Algorithms (Week 1) | M.E. Irizarry-Gelpí

Sun 04 May 2014
Notes
#algorithms

As part of my journey towards data science I am taking a MOOC on algorithms by Tim Roughgarden from Stanford University. I took my first MOOC some years ago from MIT and enjoyed it quite a lot. Algorithms are things I know very little about and I hope this is no longer true by the end of the course. As part of my study I will keep some lecture notes with important points from each of the six weeks. Currently, I am planning on solving the programming questions with Python (using this as an opportunity to write some code in Python 3.x).

Introduction

An algorithm is "a set of well-defined rules, a recipe in effect, for solving some computational problem".

Define a computational problem, with an input and an output, then provide an algorithm that transforms the input into the output.

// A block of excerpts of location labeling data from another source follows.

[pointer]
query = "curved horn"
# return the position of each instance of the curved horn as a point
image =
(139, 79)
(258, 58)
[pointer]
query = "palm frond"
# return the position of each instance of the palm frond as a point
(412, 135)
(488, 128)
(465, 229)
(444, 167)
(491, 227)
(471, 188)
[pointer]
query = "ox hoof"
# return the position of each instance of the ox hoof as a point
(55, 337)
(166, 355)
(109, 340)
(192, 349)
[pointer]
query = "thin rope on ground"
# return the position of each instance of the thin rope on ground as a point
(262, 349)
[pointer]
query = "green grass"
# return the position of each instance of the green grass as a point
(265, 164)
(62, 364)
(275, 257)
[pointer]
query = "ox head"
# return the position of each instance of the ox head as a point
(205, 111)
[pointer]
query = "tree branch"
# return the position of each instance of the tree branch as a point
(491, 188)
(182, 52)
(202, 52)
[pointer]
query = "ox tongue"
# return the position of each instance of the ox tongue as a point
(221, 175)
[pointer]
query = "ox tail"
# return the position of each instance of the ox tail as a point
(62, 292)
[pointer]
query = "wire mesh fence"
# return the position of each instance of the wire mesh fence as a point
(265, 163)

The algorithm's designer mantra:

"Perhaps the most important principle for the good algorithm designer is to refuse to be content." - Aho, Hopcroft, and Ullman, The Design and Analysis of Computer Algorithms

In other words: Can we do better?

Merge Sort

Merge sort is an old algorithm. A good example of the divide-and-conquer paradigm. One breaks a problem into smaller sub-problems that are solved recursively. Merge sort achives sorting with a number of operations that is less than quadratic in size.

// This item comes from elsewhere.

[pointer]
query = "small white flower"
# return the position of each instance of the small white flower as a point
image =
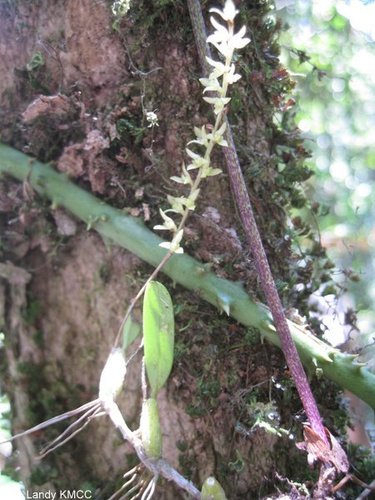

The sorting problem: as input we are given an array of $N$ numbers, which are not sorted, and we are asked to provide the $N$ numbers in sorted order (say in increasing order).

I wrote a short function that takes as input a non-negative integer n, and gives as output an unsorted list containing the n + 1 integers between 0 and n. Here it is:

from random import choice

def unsorted_list(n):
    l1 = [m for m in range(n)]
    l2 = list()
    for x in range(n):
        y = choice(l1)
        l2.append(y)
        l1.remove(y)
    return l2

With this function I can create list of integers that need to be sorted. Next, we implement Merge Sort. My implementation involves two parts. The first part is a function that takes as input two sorted lists of integers a and b, and gives as output a third sorted list c made by merging a and b. Here is the code:

def mel_merge(a, b):
    i_a = 0
    i_b = 0
    c = list()
    while (i_a < len(a)) and (i_b < len(b)):
        if a[i_a] < b[i_b]:
            c.append(a[i_a])
            i_a += 1
        elif b[i_b] < a[i_a]:
            c.append(b[i_b])
            i_b += 1
        else:
            c.append(a[i_a])
            c.append(b[i_b])
            i_a += 1
            i_b += 1
    if (i_a == len(a)) and (i_b < len(b)):
        c = c + b[i_b:]
    elif (i_b == len(b)) and (i_a < len(a)):
        c = c + a[i_a:]
    return c

The second part is a recursive function that takes an unsorted list l, splits it into two smaller lists, then recursively calls itself on those smaller lists producing sorted lists l1 and l2, and finally calls mel_merge to merge these two into a sorted list:

def mel_merge_sort(l):
    len_l = len(l)
    if (len_l == 0) or (len_l == 1):
        return l
    else:
        k = len_l // 2
        l1 = mel_merge_sort(l[:k])
        l2 = mel_merge_sort(l[k:])
        return mel_merge(l1, l2)

Analysis of Algorithms

One can adopt three guiding principles for how to reason about algorithms and also how to define a fast algorithm.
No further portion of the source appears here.